Partilho trágicos sentimentos e no imprevisto da partida apressada consumo o desejo e constato ser a paz a continuidade do que sempre habitou no drama insolúvel de uma melodia a encerrar buscas e ocas palavras, desdentadas e opacas...
Na entrega de sonhos resta-nos abraçar a vida sem receios de arranhar lágrimas, ferir lábios ardentes, beber uma consciência liberta, luta comprometida...
Arranco da saudade o amor na experiência solitária da totalidade...

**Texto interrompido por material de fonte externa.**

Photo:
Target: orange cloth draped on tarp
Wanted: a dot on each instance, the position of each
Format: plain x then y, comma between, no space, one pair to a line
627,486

Ignoro a luz fraca e prossigo na (im)possibilidade de vislumbrar ainda uma vez tua alegria transbordante...
Oscilo no infinito e a febre fragiliza as pulsações de veias inflamadas...
A razão soluça...
A distância esbarra na travessia interditada ignorando o absurdo condenado, obsessão impregnada, dados marcados, estranhas sombras perfumadas...
E continuo na aparência das circunstâncias...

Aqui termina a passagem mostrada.